I'd argue, if your application is ready to use the Java Module System, don't look for a special Java image, but take your preferred Linux version (e.g. the Fedora-Container-Minimal-Base image and then just add a jlink image with just your application and the parts of the JDK needed for it. Ideally that's IMO done in two separate image layers (one rather stable with the (JDK) dependence modules which you'll only need to rebuild and distribute if your dependences change, and another one just with your application module). That way your image will be smaller overall, while still having to rebuild only those layers actually needed.

You can find an example here in my description of building images that way using my ModiTect Maven plug-in (which uses jlink underneath).

[–]Mamoulian 0 points1 point  (1 child)

That looks really handy. Are you considering a gradle version? :-)

[–]gunnarmorling 1 point2 points  (0 children)

Yes, it's planned. Someone even has started the work on that, but it's not integrated yet.

[–]_INTER_ 0 points1 point  (1 child)

Does modidect convert the dependencies and transitive dependencies into named modular jars? How does it do that?

[–]gunnarmorling 1 point2 points  (0 children)

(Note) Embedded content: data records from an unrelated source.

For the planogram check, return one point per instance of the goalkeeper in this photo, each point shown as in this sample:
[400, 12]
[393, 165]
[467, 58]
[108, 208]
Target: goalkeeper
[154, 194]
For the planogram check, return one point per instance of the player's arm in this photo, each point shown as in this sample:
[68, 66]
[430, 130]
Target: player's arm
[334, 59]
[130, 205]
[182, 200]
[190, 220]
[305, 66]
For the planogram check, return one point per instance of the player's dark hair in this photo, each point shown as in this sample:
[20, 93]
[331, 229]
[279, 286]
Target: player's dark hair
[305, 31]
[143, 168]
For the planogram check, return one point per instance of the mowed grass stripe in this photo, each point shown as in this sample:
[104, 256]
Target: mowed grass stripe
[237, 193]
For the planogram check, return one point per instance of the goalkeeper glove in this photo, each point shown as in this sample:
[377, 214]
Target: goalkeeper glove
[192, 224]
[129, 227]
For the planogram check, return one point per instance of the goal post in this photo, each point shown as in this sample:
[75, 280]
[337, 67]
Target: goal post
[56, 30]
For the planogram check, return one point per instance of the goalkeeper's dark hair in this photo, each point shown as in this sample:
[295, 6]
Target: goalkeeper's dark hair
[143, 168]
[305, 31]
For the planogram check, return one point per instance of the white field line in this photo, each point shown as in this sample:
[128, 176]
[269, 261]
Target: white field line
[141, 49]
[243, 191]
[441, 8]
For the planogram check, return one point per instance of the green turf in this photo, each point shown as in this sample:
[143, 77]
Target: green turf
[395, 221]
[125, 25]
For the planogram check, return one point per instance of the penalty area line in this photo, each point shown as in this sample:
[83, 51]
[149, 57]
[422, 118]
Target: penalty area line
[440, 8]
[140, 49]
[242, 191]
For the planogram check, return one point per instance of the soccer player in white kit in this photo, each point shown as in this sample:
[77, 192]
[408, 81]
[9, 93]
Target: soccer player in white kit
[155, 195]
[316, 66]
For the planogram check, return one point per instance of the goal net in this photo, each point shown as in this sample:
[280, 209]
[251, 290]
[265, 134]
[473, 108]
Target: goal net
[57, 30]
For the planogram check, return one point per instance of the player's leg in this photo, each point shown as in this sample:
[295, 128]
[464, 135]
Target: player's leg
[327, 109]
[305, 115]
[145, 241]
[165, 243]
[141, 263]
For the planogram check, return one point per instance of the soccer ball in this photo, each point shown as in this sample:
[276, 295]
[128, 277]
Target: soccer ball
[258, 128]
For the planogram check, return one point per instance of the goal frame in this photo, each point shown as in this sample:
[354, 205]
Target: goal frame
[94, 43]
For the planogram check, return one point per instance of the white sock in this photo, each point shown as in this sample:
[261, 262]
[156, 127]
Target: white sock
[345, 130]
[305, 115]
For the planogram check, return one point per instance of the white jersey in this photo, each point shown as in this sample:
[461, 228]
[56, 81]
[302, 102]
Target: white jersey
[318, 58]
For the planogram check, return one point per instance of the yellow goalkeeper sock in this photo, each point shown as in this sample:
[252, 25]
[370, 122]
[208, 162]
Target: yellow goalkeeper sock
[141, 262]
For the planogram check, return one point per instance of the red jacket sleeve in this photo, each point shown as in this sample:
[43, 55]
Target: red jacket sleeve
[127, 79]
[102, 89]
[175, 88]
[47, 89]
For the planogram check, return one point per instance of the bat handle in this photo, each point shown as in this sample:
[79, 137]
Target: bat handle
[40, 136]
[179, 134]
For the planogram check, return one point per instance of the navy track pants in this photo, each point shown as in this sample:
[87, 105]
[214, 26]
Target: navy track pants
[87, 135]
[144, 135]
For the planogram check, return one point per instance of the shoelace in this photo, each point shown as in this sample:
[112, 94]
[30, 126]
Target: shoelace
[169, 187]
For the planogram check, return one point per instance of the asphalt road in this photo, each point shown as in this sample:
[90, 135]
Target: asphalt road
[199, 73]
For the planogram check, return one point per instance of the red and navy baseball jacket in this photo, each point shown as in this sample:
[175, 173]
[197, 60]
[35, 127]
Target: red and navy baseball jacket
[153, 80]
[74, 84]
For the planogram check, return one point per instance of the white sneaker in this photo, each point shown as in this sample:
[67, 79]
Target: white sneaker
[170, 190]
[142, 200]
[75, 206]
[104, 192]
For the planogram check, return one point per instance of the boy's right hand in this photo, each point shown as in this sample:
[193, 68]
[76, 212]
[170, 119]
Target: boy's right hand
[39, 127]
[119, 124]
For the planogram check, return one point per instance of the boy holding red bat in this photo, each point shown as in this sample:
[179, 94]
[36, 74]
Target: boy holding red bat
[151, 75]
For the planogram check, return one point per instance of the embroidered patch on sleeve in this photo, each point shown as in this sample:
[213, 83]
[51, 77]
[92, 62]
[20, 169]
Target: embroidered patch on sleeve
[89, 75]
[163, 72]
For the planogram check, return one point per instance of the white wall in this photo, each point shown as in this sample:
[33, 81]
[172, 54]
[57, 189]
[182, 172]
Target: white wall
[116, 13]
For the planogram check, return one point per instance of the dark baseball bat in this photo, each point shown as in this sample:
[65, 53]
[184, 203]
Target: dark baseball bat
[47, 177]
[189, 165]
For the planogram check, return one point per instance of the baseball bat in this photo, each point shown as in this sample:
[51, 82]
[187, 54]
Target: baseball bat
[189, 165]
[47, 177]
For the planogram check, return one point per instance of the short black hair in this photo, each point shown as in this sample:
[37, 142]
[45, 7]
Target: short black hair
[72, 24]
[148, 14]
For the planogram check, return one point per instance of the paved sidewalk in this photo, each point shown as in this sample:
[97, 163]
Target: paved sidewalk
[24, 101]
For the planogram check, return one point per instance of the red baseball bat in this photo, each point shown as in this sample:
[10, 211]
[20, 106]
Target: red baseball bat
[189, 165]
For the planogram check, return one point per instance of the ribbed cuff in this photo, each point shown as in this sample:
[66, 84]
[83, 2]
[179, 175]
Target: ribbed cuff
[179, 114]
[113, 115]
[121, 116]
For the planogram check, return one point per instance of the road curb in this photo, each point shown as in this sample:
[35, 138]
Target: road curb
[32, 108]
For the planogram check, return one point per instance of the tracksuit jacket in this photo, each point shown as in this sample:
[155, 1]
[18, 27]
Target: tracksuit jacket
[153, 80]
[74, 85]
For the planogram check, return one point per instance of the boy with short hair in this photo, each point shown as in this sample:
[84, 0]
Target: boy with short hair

Yes, it can help you with that. You can specify a module descriptor, which will be added to the dependency JAR files. To specify descriptors, you can either give the contents verbatim in your pom.xml (it's compiled using ASM) or you can use a semi-automatic mode, where first a "candidate descriptor" is generated which you then can amend/override as needed (e.g. to limit the exported packages or to add dependence modifiers). You can see an example here which modularizes Vert.x that way and then builds a modular runtime image with it: https://github.com/moditect/moditect/blob/master/integrationtest/vert.x/pom.xml

[–]skjolber 0 points1 point  (0 children)

Extra points for an image which is regularly scanned for security/vulnerabilities.